Le feu sacré c’est d’abord celui d’Angers Nantes Opéra et de l’Opéra de Rennes, qui ont commandé et coproduit cette Annonce faite à Marie. Que deux maisons d’opéra de province aient suffisamment foi en leur public pour se saisir de ce challenge est assez audacieux pour être souligné.
Le feu sacré est ensuite celui du compositeur, Philippe Leroux, qui a beaucoup écrit pour la voix mais aura attendu près de quarante ans avant d’oser se brûler à la flamme du répertoire lyrique.
Le texte avait déjà été mis en musique par Walter Braunfelds dans Verkündigung en 1935 tandis qu’Yves Beaunesne en avait déjà proposé une belle version aux Bouffes du Nord il y a quelques années, faisant dialoguer deux violoncelles avec les comédiens pour aller vers « l’opéra de paroles » souhaité par Paul Claudel à la création de sa pièce de théâtre.
Philippe Leroux, quant à lui, fait montre d’une formidable sensibilité, d’une écoute aiguë du texte, pour donner à entendre les passions dévorantes qui consument les acteurs du drame.

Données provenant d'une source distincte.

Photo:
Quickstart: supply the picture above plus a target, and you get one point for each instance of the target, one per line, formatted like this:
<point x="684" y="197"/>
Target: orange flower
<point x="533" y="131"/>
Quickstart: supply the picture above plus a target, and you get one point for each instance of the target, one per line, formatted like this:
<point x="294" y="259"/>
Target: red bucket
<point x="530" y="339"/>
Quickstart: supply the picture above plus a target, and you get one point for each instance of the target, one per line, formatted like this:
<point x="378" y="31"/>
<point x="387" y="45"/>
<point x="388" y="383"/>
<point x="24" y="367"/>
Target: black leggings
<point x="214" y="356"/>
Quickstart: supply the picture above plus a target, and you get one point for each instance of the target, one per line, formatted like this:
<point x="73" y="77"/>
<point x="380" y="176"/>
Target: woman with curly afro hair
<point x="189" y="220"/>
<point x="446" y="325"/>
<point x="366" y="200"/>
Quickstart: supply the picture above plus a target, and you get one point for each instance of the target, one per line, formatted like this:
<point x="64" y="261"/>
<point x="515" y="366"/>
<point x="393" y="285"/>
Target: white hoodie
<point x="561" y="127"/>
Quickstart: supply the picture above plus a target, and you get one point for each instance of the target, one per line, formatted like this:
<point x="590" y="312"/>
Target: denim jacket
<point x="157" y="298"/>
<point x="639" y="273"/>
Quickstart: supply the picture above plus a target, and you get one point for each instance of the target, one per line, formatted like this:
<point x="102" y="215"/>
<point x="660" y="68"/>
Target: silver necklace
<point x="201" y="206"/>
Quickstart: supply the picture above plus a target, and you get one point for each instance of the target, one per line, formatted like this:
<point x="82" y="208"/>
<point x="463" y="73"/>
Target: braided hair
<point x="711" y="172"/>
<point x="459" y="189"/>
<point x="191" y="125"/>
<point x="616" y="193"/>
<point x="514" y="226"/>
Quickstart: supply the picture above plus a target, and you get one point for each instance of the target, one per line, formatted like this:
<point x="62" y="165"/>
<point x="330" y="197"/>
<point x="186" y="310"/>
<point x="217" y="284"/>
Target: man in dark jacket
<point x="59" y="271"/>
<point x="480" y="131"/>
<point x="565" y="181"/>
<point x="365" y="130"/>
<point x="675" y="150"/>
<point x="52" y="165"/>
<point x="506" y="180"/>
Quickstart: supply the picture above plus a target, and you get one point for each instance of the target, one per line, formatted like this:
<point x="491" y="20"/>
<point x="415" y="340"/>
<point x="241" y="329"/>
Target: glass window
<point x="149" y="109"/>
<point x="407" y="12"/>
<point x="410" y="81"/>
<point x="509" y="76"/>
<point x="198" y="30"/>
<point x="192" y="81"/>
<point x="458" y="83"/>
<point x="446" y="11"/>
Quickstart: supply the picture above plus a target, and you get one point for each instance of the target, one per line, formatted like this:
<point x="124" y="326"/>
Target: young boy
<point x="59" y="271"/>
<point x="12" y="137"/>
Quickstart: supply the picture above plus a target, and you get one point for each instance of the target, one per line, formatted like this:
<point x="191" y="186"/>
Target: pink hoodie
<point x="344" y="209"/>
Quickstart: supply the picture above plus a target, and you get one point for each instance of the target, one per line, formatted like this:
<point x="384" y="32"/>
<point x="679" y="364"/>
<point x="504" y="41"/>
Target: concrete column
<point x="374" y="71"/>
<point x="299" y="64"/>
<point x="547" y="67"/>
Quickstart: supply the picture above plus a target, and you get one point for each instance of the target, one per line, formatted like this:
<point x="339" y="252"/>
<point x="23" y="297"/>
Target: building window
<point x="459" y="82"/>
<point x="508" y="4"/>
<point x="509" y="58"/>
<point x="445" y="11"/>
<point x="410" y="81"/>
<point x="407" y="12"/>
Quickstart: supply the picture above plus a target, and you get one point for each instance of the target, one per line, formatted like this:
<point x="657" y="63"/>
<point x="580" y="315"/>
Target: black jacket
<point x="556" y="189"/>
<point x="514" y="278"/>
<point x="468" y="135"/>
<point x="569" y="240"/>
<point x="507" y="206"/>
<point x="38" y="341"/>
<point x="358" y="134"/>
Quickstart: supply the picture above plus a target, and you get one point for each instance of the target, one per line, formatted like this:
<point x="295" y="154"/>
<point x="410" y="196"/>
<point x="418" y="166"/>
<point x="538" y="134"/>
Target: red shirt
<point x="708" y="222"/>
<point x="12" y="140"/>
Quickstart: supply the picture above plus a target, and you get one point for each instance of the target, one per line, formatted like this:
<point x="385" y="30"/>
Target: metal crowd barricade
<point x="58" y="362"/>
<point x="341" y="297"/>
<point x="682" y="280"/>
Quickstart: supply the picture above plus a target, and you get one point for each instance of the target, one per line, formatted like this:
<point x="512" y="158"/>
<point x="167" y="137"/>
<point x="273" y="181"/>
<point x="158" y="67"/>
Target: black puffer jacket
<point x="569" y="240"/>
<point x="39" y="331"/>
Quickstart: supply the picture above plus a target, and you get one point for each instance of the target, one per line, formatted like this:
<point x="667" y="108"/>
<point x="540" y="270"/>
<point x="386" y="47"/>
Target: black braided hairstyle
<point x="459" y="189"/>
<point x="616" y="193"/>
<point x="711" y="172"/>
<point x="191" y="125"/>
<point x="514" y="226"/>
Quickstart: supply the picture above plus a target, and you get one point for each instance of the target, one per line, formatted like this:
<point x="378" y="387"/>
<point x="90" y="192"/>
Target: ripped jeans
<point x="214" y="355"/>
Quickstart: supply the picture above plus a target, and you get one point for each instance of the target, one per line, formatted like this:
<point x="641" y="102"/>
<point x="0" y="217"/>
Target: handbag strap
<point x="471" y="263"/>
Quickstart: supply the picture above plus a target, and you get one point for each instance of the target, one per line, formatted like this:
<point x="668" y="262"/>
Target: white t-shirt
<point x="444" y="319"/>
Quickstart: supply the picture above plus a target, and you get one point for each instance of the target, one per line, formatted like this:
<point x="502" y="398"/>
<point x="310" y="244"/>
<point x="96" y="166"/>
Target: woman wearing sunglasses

Il exige énormément des artistes qui empoignent à bras le corps cette partition ambitieuse, mettant à rude épreuves leurs instruments : saturation vocale, grognement, nasalisation, chevrotement, sirène, halètement, jeu sur le vibrato, impureté dans la voix… Le feu sacré et une technique vocale solide sont indispensables pour tenir chaque soir jusqu’au dénouement.
Raphaële Kennedy incarne une Violaine intense qui chemine du feu follet amoureux au rayonnement d’un être aveugle mais éveillé. L’émission, très droite, est d’un naturel remarquable, jamais forcé, tout comme l’unité du timbre en dépit des multiples couleurs exigées et de sauts d’octaves acrobatiques.
Sa sœur, Sophia Burgos campe une Mara incandescente, calcinée par la jalousie et extrêmement touchante. Son français mérite des louanges – c’est une chanteuse portoricaine-américaine – à peine teinté d’un léger accent. Elle joue des couleurs de sa voix depuis la sorcière grinçante jusqu’au soyeux le plus sensuel de la femme amoureuse.
Chez les hommes, Marc Scoffoni (le père) et Charles Rice (le gendre) partagent une même précision dans la prosodie et une projection pleine et charnue qui assoit leur autorité sans nuire à l’expressivité de leur jeu, très habité. Els Janssens Vanmunster et Vincent Bouchot sont au diapason de ce plateau vocal talentueux et investi.
© opéra de Rennes
Parlé, chanté récité, jeu sur sur les onomatopées, les mots répétés, coupés… Le compositeur élargit au maximum la palette de la vocalité pour mieux rendre compte de l’intime des affects des personnages. Célie Pauthe se saisit de cette complexité avec autant de finesse que de pertinence. Sa direction d’acteur extrêmement précise fait que jamais l’œil d’un chanteur ne perd son fil intérieur. Aussi chahutés que soient le texte ou la musique, la continuité psychologique n’est jamais prise en défaut et le spectateur ne peut qu’adhérer à cette histoire de paysans du Moyen-Age foudroyés par l’incandescence de la Révélation. D’ailleurs, la fin du troisième acte – celle du miracle – est tellement intense, épurée, que l’on souhaiterait presque que l’œuvre s’achève ainsi.
La metteuse en scène plante son décor dans un cube gris aux reliefs matiérés crée par Guillaume Delaveau. Ce bel écho aux griffures audibles dans la partition met en valeur les lumières sensibles de Sébastien Michaud qui ne nuisent jamais aux projections vidéo de paysages en noir et blanc. Ces dernières interviennent chaque fois que l’un des protagoniste évoque un départ et connecte subtilement le spectateur au « plus grand que soi ». La couleur est apportée par les costumes d’Anaïs Romand qui jouent sur les oppositions, les complémentaires pour mieux camper les personnages. Ainsi les couleurs des tenues des deux sœurs sont exactement inversées ; le père et le gendre, endossant la même posture à la fin de l’œuvre sont habillés de la même manière…
La parfaite adhésion de tous les participants au projet à une vision profondément cohérente font le succès de cette création qui mériterait une reprise ailleurs dans l’Hexagone.